In 1957, Eady quit working to start a family. She also became a volunteer editor of the NDP’s national newsletter. In 1963, her husband’s work took the family back to Ottawa, where she increased her volunteer commitments as treasurer of the federal NDP. She was the first woman to hold such a position with a major federal political party. One of her pals was Tommy Douglas.

The Eady family moved to Winnipeg in 1970, and Francis became executive assistant to newly elected NDP premier Ed Schreyer.

Then tragedy struck. Francis was diagnosed with cancer and died within two years. Shades of her mother’s life – she was a young widow with two small children to support.

“She was devastated when my dad died, but she had to pick up the pieces and carry on and get a job and put a roof over our heads,” said her son, Don Eady.

In 1972, Eady became the first director of the Women’s Bureau for Manitoba.

“Some of the other applicants were seen as feminists. I considered myself one, but I didn’t come across as threatening,” she said. “I don’t know why.”
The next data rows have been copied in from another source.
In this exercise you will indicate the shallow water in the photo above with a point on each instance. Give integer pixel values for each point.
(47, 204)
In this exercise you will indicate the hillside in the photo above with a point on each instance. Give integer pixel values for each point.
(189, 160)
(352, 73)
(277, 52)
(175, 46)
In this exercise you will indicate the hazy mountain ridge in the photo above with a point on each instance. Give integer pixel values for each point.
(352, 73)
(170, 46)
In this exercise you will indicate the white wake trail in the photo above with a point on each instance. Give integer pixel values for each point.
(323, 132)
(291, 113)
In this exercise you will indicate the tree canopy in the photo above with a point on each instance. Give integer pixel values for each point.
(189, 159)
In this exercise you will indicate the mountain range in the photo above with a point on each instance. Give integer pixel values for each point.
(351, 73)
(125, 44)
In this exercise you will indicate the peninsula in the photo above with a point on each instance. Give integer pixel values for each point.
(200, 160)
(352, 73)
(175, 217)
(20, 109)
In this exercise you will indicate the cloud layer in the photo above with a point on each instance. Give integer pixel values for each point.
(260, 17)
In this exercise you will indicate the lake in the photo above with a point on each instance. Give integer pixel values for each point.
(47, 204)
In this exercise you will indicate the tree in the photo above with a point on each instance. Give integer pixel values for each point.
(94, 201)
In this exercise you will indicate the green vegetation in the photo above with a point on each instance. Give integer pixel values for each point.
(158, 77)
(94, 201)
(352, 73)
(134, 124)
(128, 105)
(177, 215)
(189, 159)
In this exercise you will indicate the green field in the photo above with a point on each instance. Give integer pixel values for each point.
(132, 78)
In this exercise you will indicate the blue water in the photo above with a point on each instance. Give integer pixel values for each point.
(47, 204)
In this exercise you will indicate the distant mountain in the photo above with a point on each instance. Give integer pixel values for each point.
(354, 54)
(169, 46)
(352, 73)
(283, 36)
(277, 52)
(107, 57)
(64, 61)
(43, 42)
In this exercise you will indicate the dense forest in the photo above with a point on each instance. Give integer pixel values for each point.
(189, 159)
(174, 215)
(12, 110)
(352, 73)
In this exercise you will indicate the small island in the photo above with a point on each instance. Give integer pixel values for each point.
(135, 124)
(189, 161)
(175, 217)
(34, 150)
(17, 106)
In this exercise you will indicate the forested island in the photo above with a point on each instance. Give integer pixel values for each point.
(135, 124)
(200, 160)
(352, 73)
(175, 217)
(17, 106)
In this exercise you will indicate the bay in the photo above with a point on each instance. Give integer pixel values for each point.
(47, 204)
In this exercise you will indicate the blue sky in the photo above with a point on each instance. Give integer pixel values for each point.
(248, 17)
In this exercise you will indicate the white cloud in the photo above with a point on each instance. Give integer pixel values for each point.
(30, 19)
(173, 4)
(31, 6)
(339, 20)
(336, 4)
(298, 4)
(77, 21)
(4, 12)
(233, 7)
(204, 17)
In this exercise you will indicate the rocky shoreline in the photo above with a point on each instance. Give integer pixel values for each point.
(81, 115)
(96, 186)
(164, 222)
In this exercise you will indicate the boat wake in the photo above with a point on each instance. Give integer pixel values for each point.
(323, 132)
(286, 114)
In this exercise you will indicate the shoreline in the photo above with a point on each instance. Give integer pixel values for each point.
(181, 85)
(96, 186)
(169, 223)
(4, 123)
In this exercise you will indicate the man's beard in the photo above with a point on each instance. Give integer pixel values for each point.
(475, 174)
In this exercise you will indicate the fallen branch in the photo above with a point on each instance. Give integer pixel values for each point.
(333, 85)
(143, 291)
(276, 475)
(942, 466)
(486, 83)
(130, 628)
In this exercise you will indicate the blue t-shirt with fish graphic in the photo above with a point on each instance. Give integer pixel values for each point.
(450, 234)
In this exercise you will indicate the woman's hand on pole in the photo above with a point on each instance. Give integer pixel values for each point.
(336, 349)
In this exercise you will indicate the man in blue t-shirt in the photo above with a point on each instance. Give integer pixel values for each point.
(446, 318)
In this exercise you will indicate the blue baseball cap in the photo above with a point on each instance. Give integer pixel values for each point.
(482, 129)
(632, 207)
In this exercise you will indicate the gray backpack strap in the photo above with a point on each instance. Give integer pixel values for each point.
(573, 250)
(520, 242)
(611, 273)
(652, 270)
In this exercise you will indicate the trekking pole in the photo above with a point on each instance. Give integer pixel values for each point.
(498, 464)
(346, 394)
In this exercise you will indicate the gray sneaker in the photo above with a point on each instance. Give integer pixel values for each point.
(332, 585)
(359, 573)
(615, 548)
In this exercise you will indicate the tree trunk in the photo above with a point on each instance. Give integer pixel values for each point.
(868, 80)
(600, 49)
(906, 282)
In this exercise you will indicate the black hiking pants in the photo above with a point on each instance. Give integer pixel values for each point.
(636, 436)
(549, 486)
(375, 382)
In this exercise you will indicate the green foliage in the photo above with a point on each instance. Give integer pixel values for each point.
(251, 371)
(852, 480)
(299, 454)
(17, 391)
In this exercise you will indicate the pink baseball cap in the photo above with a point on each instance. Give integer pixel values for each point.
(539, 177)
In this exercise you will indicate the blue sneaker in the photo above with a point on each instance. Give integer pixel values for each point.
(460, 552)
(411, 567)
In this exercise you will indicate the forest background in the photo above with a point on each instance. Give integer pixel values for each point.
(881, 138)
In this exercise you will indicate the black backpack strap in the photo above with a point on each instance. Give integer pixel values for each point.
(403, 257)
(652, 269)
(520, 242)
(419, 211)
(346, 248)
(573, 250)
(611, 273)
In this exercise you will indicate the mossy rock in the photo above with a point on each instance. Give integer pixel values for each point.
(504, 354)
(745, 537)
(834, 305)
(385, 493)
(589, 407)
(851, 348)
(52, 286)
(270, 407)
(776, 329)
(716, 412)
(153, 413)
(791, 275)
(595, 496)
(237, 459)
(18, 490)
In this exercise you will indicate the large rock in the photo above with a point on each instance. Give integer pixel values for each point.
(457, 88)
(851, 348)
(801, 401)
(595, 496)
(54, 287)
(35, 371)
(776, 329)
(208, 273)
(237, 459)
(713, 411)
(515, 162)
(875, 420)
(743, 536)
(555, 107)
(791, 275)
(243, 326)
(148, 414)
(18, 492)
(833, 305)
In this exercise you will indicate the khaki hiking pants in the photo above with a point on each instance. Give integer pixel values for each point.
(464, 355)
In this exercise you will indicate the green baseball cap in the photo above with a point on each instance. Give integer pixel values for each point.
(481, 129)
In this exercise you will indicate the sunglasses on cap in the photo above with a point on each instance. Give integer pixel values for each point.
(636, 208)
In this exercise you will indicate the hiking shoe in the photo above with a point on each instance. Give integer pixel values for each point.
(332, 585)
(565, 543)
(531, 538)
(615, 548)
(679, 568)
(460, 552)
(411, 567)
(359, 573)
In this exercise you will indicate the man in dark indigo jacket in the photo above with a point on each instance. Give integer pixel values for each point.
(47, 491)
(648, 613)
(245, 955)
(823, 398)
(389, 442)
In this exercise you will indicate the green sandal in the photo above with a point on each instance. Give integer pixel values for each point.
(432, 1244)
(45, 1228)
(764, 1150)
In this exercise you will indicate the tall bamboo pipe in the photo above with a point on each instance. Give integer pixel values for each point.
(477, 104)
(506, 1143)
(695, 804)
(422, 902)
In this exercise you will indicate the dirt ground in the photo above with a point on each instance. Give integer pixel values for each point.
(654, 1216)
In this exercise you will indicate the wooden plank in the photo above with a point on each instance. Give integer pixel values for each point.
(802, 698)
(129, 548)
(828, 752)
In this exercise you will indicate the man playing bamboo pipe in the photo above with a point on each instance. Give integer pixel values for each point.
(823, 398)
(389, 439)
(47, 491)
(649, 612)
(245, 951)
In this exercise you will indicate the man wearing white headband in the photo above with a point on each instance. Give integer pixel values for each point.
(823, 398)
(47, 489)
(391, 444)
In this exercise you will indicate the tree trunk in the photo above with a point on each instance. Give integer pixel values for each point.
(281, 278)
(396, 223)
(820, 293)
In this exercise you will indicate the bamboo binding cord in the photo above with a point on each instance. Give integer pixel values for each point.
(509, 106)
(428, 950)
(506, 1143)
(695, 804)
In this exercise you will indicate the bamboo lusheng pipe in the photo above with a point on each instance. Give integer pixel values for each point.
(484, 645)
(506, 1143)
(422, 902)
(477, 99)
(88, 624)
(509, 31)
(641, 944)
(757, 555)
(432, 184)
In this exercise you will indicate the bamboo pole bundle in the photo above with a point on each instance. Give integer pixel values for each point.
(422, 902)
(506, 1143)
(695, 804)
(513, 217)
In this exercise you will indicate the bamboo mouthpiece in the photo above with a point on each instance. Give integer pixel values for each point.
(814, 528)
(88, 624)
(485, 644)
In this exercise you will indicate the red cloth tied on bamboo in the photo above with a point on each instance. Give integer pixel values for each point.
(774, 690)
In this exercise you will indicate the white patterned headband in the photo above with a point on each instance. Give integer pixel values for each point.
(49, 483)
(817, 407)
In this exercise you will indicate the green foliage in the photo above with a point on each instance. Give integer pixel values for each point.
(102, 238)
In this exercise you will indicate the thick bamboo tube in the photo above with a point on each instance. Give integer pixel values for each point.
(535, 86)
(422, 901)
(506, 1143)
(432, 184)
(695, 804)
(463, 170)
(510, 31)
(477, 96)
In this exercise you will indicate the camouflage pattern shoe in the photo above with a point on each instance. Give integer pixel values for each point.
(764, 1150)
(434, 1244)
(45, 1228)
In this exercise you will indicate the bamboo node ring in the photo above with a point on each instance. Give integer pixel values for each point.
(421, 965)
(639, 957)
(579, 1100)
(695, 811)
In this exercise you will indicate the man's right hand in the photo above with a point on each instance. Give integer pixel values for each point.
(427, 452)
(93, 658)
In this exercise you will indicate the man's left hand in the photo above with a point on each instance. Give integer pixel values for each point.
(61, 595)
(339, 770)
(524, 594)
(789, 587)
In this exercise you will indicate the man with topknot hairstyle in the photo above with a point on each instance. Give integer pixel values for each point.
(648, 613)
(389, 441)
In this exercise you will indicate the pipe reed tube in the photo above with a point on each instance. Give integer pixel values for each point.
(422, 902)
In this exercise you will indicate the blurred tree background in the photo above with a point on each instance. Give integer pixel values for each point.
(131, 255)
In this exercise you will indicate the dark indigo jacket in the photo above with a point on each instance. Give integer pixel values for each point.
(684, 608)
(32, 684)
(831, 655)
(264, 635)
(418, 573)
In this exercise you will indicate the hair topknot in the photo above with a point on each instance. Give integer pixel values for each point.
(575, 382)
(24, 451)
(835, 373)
Her work included organizing women’s conferences with the Manitoba Federation of Labour and affiliated unions, working to change government policies regarding women on issues like childcare, family law, pension reform and pay equity. She invited colleagues to her cottage to brainstorm, calling her country home “Liberation Lodge.”

In 1977, Eady moved back to Ottawa once again and became the first head of the Women’s Bureau at the Canadian Labour Congress. During her four years in this position she ran dozens of workshops for union women at a labour school in Port Elgin, Ont.

According to Lankin, who attended one of these workshops, Eady talked about accessibility to non-traditional jobs and how women deserved to be paid at a level commensurate with their skills.

“There were so many of those issues, that she taught us about, and inspired us to think about, and motivated us to organize, to accomplish,” Lankin said.

Eady once had an unusual group of students in her class. Just as she was heading into the building, three motorcycles roared up to the door. “Men got off with leather jackets and those bracelets with big steel knobs,” she said. “I thought: ‘Thank goodness they’re not going to be in my class!’ Well, to my surprise, they were!”

The men were Hamilton steel workers who had harassed women co-workers. Their union had sent them for sensitivity training and to set them on the path toward fairness.

In 1981, Howard Pawley’s NDP government won the Manitoba election. The new premier called Eady back to be the province’s first female deputy minister of labour. Her agenda regarding women’s issues didn’t dramatically change – she just had more power to make things happen.

“Women have always talked to each other on a level that men haven’t,” Eady recalled about organizing during these heady times. “But now they were talking, not about personal things, but how to get their agenda up on the political agenda of either the government, the city, or their employer.”

The first labour minister she worked under was Mary Beth Dolin. Coincidentally, the two women had previously met when their children were small and played together. Now they shifted their attention to issues around daycare, parental leave, sexual harassment and pension reform.

In large part thanks to the effort of this government and the work of Dolin and Eady, Manitoba became the first government in Canada to pass pay equity laws.

Eady lost her job when Gary Filmon’s Progressive Conservatives won in 1988. She became a consultant for the Canadian Labour Congress and the federal government. She also volunteered with the Canadian Health Coalition, Seniors’ for Medicare and the Council of Union Retirees.

On the day she died, the Supreme Court of Canada ruled in favour of pay equity for women at Canada Post.

Mary Eady leaves sons Donald and Peter, grandchildren Samantha, Simon, Declan and Hamish, and her brother Paul.